数字だけではピンとこないので、実際に生成された画像を並べます。シードだけ変えた 5 枚ずつです。

SDXL 1.0(1枚平均 2.27秒)

SDXLで生成した猫と桜の画像 seed1
seed 1
SDXLで生成した猫と桜の画像 seed2
seed 2
SDXLで生成した猫と桜の画像 seed3
seed 3
SDXLで生成した猫と桜の画像 seed4
seed 4
SDXLで生成した猫と桜の画像 seed5
seed 5

5 シードすべてで「猫 + 桜」を安定して生成。2 秒強でこの画が出てくるなら十分実用的です。

FLUX.1-dev(1枚平均 6.73秒)

FLUX.1-devで生成した猫と桜の画像 seed1
seed 1
FLUX.1-devで生成した猫と桜の画像 seed2
seed 2
FLUX.1-devで生成した猫と桜の画像 seed3
seed 3
FLUX.1-devで生成した猫と桜の画像 seed4
seed 4
FLUX.1-devで生成した猫と桜の画像 seed5
seed 5

こちらも 5/5 で遵守。逆光気味の柔らかい光の回り方や被写界深度の表現など、映画のワンカットのような仕上がりが FLUX の持ち味です。

まとめ

  • 高火力 DOK は「タスクを投げたら GPU で実行して成果物を返してくれる」シンプルなサービスで、ベンチや一括生成のようなバッチ型ワークロードと相性が良いです
  • H100 が秒課金で使えて、今回のベンチは失敗 6 回分を含めても 1,000 円未満。
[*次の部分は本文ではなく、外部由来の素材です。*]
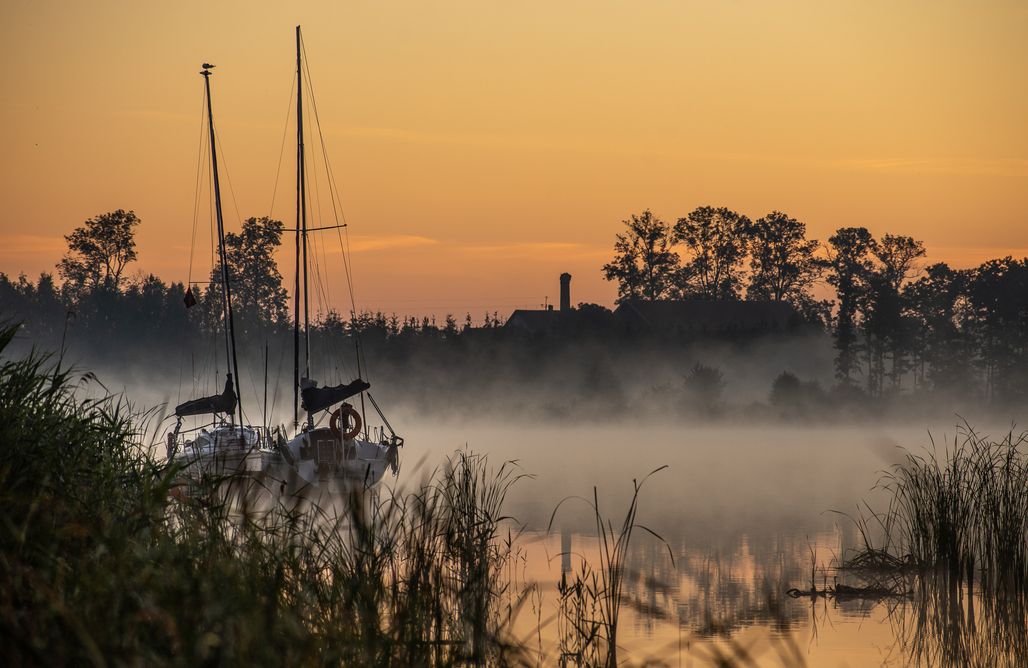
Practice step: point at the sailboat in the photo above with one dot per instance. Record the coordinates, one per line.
(222, 448)
(345, 451)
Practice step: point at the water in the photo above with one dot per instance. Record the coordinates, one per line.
(746, 514)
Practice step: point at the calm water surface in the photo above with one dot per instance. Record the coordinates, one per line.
(747, 513)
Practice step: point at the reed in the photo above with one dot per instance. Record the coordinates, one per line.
(600, 588)
(962, 512)
(98, 564)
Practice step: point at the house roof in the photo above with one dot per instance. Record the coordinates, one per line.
(534, 320)
(700, 316)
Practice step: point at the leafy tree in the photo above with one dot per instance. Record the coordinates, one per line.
(997, 294)
(99, 252)
(783, 264)
(889, 330)
(716, 242)
(259, 299)
(934, 303)
(645, 263)
(850, 262)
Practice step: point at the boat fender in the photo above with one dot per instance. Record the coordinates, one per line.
(351, 414)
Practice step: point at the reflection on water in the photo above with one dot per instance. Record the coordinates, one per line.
(744, 514)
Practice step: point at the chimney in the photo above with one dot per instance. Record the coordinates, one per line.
(565, 292)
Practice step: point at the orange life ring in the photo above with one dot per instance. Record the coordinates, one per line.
(351, 414)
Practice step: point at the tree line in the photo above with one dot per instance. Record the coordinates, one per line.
(895, 325)
(892, 322)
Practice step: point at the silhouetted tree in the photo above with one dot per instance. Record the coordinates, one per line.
(783, 264)
(997, 295)
(716, 243)
(259, 300)
(99, 252)
(888, 330)
(850, 264)
(935, 302)
(645, 262)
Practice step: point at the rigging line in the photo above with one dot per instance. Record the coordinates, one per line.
(316, 209)
(337, 212)
(361, 362)
(228, 177)
(282, 149)
(196, 189)
(278, 384)
(214, 264)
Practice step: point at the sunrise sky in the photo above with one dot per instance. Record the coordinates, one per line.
(481, 148)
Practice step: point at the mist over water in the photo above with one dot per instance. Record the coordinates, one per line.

3,000 円の無料枠もあるので試すハードルはかなり低いです
  • API のつなぎこみや試行錯誤は AI エージェントに丸投げすると、失敗 → ログ解析 → 修正 → 再実行のループまで自動で回してくれました
  • モデルの傾向は「速さの SDXL、画の FLUX」でした

今回の構築でハマりやすいポイントをまとめると:

  • commandsh -c 経由で実行される。中でさらに sh -c をネストしない
  • zip 展開などの Python ワンライナーはシングルクォートで囲む
  • ubuntu 最小イメージには wget / python3 がない。apt で最初に入れる
  • コマンド末尾の > /opt/artifact/run.log 2>&1 は必須。失敗調査が段違いに楽になります

なお、今回はモデルをオブジェクトストレージから毎回ダウンロードする方式にしたため、コールドスタートに数分〜十数分かかっています。モデルをコンテナイメージに焼き込めばここは消せるはずなので、続編で試してみたいところです。ランチャーは --seeds 1..1000 と指定するだけで 1 タスク 1,000 枚生成にも対応しているので、大量生成デモも続編候補です。

後片付けも忘れずに。オブジェクトストレージに置いた flux.zip(約 58GB)と sdxl.zip(35GB)は使い終わったら削除してストレージ課金を止め、DOK のトークンも失効させておきましょう。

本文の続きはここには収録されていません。